Introduction to Shared-Memory Parallelization#
Overview
Questions:
- What is shared-memory parallelization? 
Objectives:
- Understand the advantages and limitations of shared-memory parallelization. 
The shared-memory approach to parallelization involves running a calculation using a single process that spawns (i.e., starts running) multiple threads, each of which could be running on a different core. These threads must all be run on the same node; if you need inter-node parallelization, you will need to implement distributed-memory parallelization. As subsets of the same process, threads by default share access to all of the same memory (although some variables can be made private to individual threads), and you never need to worry about inter-process communication.

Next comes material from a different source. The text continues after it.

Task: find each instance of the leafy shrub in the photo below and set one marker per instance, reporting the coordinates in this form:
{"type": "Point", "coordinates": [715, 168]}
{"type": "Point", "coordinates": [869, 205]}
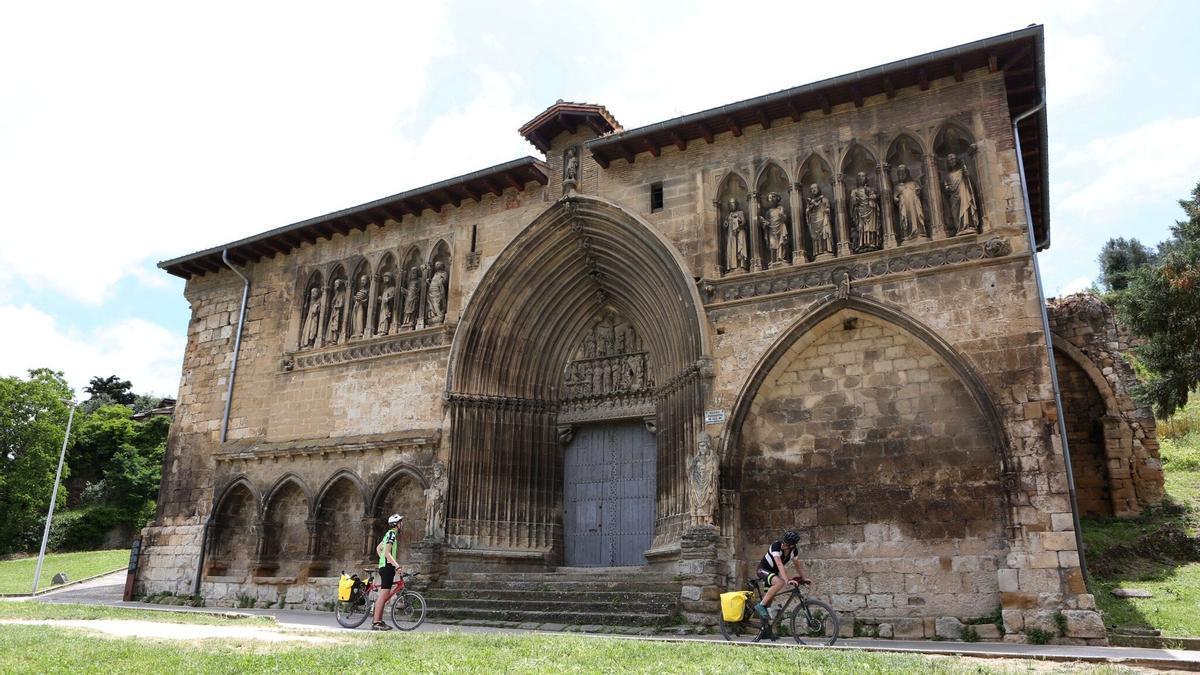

Although that might sound convenient, allowing multiple threads to access the same memory locations simultaneously can lead to very bizarre bugs.
For example, suppose you have an integer n = 0 stored in RAM, and two threads try to add 1 to it at the same time.
It is not at all clear what the resulting value of n will be.
Back in episode 1, we mentioned that cores do not operate directly on data in RAM, but first fetch the values from RAM into their local cache.
If the two threads fetch the value of n from RAM at the same moment, they will both fetch the value n = 0 and will subsequently both add one to it and produce a value of n = 1, which will be the final value in RAM.
But what if one of the threads is able to fetch the value of n from RAM, update it, and replace its value in RAM before the other thread can fetch the value of n from RAM?
In that case, the second thread will fetch the value n = 1, add one to it, and the final value of n will be 2.
The exact speed at which each thread accesses the location of n in RAM depends on numerous factors that are entirely uncontrollable for a programmer, including the physical location of each core, the algorithms used by the cache, the specific memory location of n, the detailed architecture of the cores, any microscopic defects in the cores, or even minor details regarding the physical environment of the cores.
You could literally get different results depending on whether it is a hot day or a cold day!
For these reasons, shared-memory parallelization algorithms tend to be far more challenging to write, debug, and maintain than one might assume.
Despite the subtle complexities, shared-memory parallelization has one significant advantage over distributed-memory parallelization: It tends to require considerably less RAM. Whereas with distributed-memory parallelization the each process might have its own complete copy of all data, with shared-memory parallelization there is only a single copy of the data, regardless of the number of active threads.
One particularly popular approach to shared-memory parallelization is OpenMP, which we will explore during the hands-on tutorial in the next section.
Key Points
- Shared-memory parallelization enables lower memory requirements than distributed-memory parallelization. 
- Subtle bugs that are difficult to identify and fix are common when using shared-memory parallelization.